Computer simulations of treatment outcomes using methods outlined in Gallaher et al and similar to the models used to design ongoing clinical trials. The subpopulations are color coded, and the area of each simulation represents total tumor burden. The model assumes a newly presented prostate cancer metastasis with different initial distributions of resistant and sensitive subpopulations. A, A pretreatment biopsy finds that 95% of the cancer cells express androgen receptor (AR) but not CYP17A, 3% are both AR and CYP17A1 positive, and 2% are AR negative. The frequency of the cell populations suggests that the fitness of the AR-positive phenotype is much higher than AR-negative or CYP17A phenotypes. In the top row, continuous androgen deprivation therapy (ADT) rapidly selects for resistant populations with the dominant clones overexpressing CYP17A, leading to tumor progression. An alternative approach replaces continuous ADT with the protocol used in Zhang et al. Androgen deprivation therapy is administered until the tumor burden is reduced by half (based on prostate-specific antigen measurements) and then withdrawn. In the absence of therapy, the fitness advantage of the AR-positive cells allows them to grow at the expense of the resistant populations, thus prolonging tumor control with ADT. B, The initial biopsy shows the AR-positive phenotype to be 65% of the cells, with 35% CYP17A1 and 10% AR negative. Because the relative fitness advantage of the AR-positive cells is not as great as in A (based on the higher relative fractions of AR-negative and CYP17A1 phenotypes), the adaptive strategy in A will not be as successful (simulation not shown). An alternative evolutionary strategy in the lower row alternates treatments directed against AR-positive (ADT) and CYP17A1 (abiraterone) cells, as well as treatment holidays to control the AR-positive and CYP17A1 populations while maximally reducing the growth of the AR-negative cells. Many other strategies (eg, addition of docetaxel) are available, and similar simulations can allow the treating physician to devise a patient-specific protocol that optimizes outcomes. Each arrowhead represents a treatment period. The drug used is above the arrowhead (red arrowheads indicate ADT; blue arrowheads, abiraterone). No specified drug indicates a treatment holiday (black arrowheads).
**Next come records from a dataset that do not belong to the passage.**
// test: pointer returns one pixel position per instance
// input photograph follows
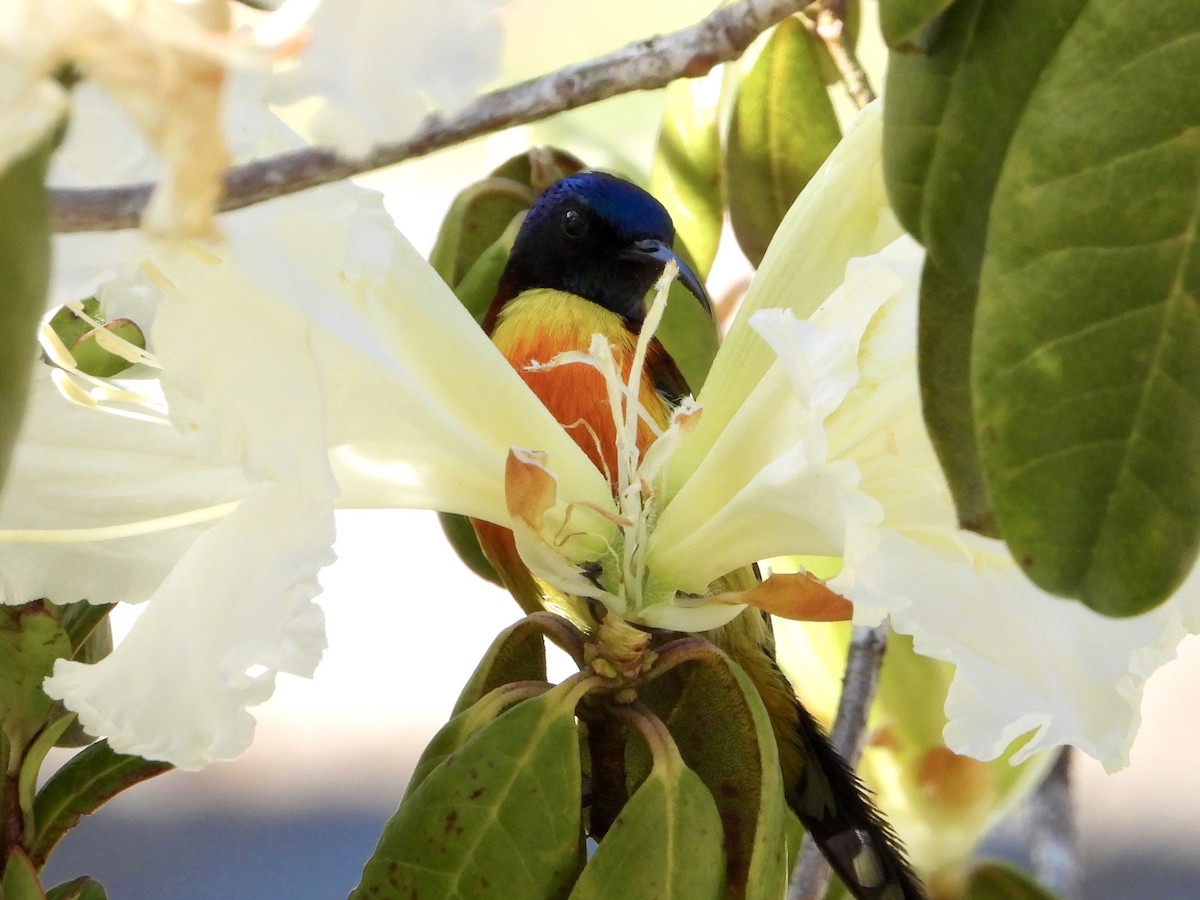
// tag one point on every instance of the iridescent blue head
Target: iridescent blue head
(600, 238)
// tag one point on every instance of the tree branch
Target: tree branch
(810, 877)
(828, 19)
(646, 65)
(1054, 839)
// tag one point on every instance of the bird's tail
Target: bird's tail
(828, 798)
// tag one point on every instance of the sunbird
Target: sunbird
(582, 263)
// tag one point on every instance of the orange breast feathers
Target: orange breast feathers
(538, 325)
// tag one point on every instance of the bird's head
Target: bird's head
(598, 237)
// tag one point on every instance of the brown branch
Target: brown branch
(810, 877)
(646, 65)
(829, 24)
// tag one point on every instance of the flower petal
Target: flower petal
(1025, 661)
(767, 486)
(235, 611)
(379, 71)
(76, 468)
(841, 214)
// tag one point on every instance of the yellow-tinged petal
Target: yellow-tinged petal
(841, 214)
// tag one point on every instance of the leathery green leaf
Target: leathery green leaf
(1086, 358)
(685, 175)
(477, 217)
(87, 781)
(943, 148)
(945, 329)
(784, 127)
(666, 844)
(30, 642)
(904, 21)
(719, 724)
(24, 280)
(82, 888)
(517, 654)
(21, 879)
(995, 881)
(498, 817)
(462, 538)
(466, 723)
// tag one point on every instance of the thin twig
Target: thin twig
(1054, 839)
(810, 877)
(646, 65)
(829, 24)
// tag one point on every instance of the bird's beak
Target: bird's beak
(652, 249)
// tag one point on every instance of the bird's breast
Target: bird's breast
(535, 327)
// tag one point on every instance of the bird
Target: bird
(589, 250)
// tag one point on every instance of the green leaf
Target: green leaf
(945, 329)
(904, 21)
(517, 654)
(784, 127)
(689, 335)
(93, 358)
(943, 147)
(21, 879)
(465, 724)
(721, 729)
(685, 175)
(30, 642)
(71, 327)
(499, 817)
(665, 845)
(31, 765)
(539, 167)
(478, 286)
(82, 621)
(88, 780)
(462, 539)
(82, 888)
(1086, 365)
(477, 219)
(24, 280)
(997, 881)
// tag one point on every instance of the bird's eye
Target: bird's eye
(575, 223)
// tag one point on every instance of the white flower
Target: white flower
(1027, 664)
(316, 359)
(378, 67)
(810, 442)
(163, 60)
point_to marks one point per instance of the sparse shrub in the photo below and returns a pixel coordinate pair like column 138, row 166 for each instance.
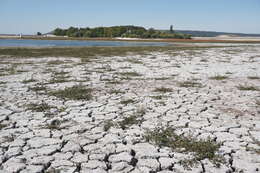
column 131, row 74
column 28, row 81
column 77, row 92
column 219, row 77
column 248, row 88
column 253, row 77
column 202, row 149
column 108, row 124
column 163, row 90
column 126, row 102
column 42, row 107
column 188, row 84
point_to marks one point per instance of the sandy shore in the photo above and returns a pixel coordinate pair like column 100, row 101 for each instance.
column 169, row 111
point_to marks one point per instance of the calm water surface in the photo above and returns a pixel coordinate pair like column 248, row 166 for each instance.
column 65, row 43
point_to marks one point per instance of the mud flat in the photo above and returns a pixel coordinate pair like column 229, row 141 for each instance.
column 165, row 110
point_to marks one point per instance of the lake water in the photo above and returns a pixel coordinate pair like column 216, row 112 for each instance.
column 66, row 43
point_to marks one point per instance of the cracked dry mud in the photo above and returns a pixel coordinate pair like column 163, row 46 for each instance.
column 211, row 93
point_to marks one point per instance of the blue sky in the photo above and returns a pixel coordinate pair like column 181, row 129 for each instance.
column 30, row 16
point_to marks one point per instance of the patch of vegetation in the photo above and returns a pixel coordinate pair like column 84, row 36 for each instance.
column 201, row 149
column 136, row 118
column 87, row 54
column 119, row 31
column 158, row 97
column 29, row 81
column 129, row 121
column 116, row 91
column 248, row 88
column 2, row 82
column 203, row 60
column 107, row 125
column 77, row 92
column 219, row 77
column 188, row 84
column 59, row 79
column 228, row 72
column 2, row 126
column 163, row 90
column 131, row 74
column 114, row 82
column 257, row 102
column 126, row 102
column 55, row 62
column 162, row 78
column 253, row 77
column 54, row 125
column 134, row 61
column 62, row 73
column 39, row 107
column 37, row 88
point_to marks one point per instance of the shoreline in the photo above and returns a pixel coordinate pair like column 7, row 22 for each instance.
column 196, row 40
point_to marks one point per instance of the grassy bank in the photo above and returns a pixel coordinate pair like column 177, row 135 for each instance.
column 84, row 52
column 133, row 40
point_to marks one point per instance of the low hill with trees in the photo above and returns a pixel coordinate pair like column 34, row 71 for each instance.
column 119, row 31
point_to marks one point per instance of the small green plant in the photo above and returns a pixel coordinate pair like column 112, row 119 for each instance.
column 134, row 61
column 219, row 77
column 55, row 62
column 158, row 97
column 116, row 91
column 188, row 84
column 38, row 87
column 2, row 82
column 108, row 124
column 253, row 77
column 39, row 107
column 129, row 121
column 162, row 78
column 54, row 125
column 2, row 126
column 163, row 90
column 248, row 88
column 28, row 81
column 131, row 74
column 202, row 149
column 77, row 92
column 126, row 102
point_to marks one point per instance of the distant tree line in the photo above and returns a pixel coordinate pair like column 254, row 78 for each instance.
column 119, row 31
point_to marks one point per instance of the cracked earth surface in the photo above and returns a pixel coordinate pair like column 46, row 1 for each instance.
column 69, row 136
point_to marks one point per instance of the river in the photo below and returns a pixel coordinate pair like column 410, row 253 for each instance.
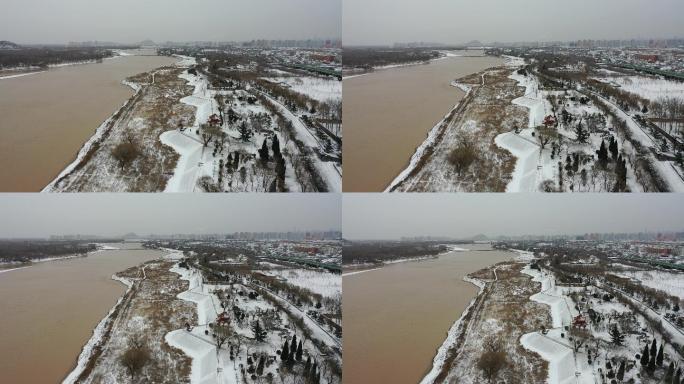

Figure 4.. Using the Bellman Theorem to Guide Brief Applications of Treatment to Estimate the Size of Resistant Populations and Their Strategies

As a simplified example of this “unmasking process,” we use the simulations in Figure 3 but assume that the metastatic prostate cancer is presenting with unknown cellular composition. Because nearly all precastration metastatic prostate cancer initially responds to androgen deprivation therapy (ADT), we assume that the androgen receptor (AR)-positive population is dominant. Here we wish to determine the size of the resistant populations by giving brief pulses of ADT and abiraterone. A, Here the ADT-resistant subpopulations are small. Initial treatment with a pulse of ADT causes a marked decrease in tumor size (measured with prostate-specific antigen [PSA]). This allows the treating physician to estimate the fraction of the AR-positive population. The physician can then briefly apply abiraterone. The smaller decrease in tumor size is used to estimate the size of the CYP17A1 phenotypes population. All other cancer cells can then be assumed to be AR negative, allowing an evolution-based treatment similar to that shown in Figure 3A. B, Here the initial combinations of ADT and abiraterone show that the population expressing CYP17A is much larger and indicate the need for combined therapy as shown in Figure 3B. Each arrowhead represents a treatment period (red arrowheads indicate ADT; blue arrowheads, abiraterone). The drug used is above the arrowhead. No specified drug indicates a treatment holiday (black arrowheads).